I generally like reviewing. Good writing was always valued in my family, and my parents were always happy to proof my writings when I was at home. This space doesn't see that level of attention -- it is deliberately a bit of fire-and-forget. A review I'm currently writing is now undergoing nearly daily revision; some parts are quite stable but others undergo major revision each time I look at them. Eventually it will stabilize or I'll just hit my deadline.

There's two times when I'm not satisfied with my reviews. The worst is when I realize near the deadline that I've agreed to review a paper where I'm uncomfortable with my expertise for a lot of the material. Of course, if I'd actually read the whole thing on first receipt I'd save myself from this. You generally agree to review these after seeing only the abstract, so I suppose I could put in my report "The abstract is poorly written, as on reading it I thought I'd understand the material but on reading the material I find I don't", but I'm not quite that crazy.

The other unsatisifying case is when I'm uneasy with the paper but can't put my finger on why. Typically, I end up writing a bunch of comments which nibble around the edges of the paper, but that isn't really helpful to anyone.

I also tend to be a little unsatisfied when I get to review very good papers, because there isn't much to say. I generally end up wishing for some further extension (and commenting that it is unfair to ask for it), but beyond that what can you say? If the paper is truly good, you really don't have much to do. A good paper once inflicted a most cruel case of writer's block on me -- it was an early paper reporting a large (in those days) human DNA sequence, I we were invited to write a News & Views on it -- and I couldn't come up with anything satisfying and missed the opportunity.

That leaves the most satisfying reviews -- when a paper is quite bad. This isn't meant to be cruel, but these are the papers you can really dig into. In most cases, there is a core of something interesting, but often either the paper is horridly organized and/or there are gaping holes in it. It can be fun to take someone's manuscript, figure out how you would rearrange & re-plan it, and then write out a description of that.
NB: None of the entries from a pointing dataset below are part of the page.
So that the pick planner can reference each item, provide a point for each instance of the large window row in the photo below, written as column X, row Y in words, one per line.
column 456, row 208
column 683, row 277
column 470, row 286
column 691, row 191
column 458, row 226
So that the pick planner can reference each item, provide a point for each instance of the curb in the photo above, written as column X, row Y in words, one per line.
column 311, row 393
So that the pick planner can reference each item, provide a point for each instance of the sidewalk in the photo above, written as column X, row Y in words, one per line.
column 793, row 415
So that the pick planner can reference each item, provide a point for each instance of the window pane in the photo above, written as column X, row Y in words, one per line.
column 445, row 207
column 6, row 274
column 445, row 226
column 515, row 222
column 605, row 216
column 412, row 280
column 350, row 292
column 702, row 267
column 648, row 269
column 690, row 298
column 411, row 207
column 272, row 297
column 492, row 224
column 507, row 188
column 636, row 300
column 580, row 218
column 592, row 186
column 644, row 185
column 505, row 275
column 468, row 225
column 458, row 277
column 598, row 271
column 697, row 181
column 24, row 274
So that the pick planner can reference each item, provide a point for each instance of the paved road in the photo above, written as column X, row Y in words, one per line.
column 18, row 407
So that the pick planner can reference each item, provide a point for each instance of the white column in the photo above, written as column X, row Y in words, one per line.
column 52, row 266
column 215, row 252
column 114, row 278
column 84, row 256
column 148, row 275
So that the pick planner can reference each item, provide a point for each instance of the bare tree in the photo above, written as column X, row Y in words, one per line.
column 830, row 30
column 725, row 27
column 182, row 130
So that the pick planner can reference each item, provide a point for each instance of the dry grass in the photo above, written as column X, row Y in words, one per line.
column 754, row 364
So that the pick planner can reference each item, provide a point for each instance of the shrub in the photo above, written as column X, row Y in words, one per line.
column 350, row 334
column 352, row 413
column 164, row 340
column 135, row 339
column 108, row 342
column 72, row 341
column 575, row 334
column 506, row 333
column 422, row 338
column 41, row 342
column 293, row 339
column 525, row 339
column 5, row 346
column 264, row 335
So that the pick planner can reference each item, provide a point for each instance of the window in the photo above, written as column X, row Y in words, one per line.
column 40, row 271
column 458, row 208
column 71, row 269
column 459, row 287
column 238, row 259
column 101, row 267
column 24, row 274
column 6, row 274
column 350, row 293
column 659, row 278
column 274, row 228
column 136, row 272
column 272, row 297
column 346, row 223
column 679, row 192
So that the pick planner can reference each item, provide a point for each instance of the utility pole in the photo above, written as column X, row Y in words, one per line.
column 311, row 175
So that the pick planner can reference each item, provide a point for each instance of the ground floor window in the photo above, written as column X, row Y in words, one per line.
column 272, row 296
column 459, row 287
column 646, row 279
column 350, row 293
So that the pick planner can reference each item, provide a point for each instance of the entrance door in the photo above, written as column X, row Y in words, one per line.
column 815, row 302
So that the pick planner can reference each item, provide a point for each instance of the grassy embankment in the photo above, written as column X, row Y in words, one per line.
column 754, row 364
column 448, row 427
I try to avoid going into copy editor mode, but some manuscripts are so error-ridden it's impossible to resist. Would it really be helpful to the author if I didn't? One subject I do try to be sensitive to is the issue of authors being stuck writing in English when it is not their first language -- given that I can hardly read any other language (a fact plain and simple; I'm not proud of it) it would be unfair of me to demand Strunk&White prose. But, it is critical that the paper actually be understandable. One recent paper used a word repeatedly in a manner that made no sense to me -- presumably this was a regionalism of the authors'.

I once reviewed a complete mess of a paper and ended up writing a manuscript-length review of it. In my mind, I constructed a scenario of a very junior student, perhaps even an undergraduate, who had eagerly done a lot of work with very little (or very poor) supervision from a faculty member. The paper was poorly organized as it was, and many of the key analyses had either been badly done or not done at all. Still, I didn't want to squash that enthusiasm and so I wrote that long report. I don't know if they ever rewrote it.

I can get very focused on the details. Visualization is important to me, so I will hammer on graphs that don't fit my Tufte-ean tastes or poorly written figure legends. Missing supplemental material (or non-functioning websites, for the NAR website issue) send my blood pressure skyrocketing.

I wouldn't want to edit manuscripts full time, but I wouldn't mind a slightly heavier load. So if you are an author or an editor, I reiterate that I'm willing to review papers on computational biology, synthetic biology, genomics and similar. I'd love to review more papers on the sorts of topics I work on now -- such as cancer genomics -- than the overhang from my distant past -- a lot of review requests are based on my Ph.D. thesis work!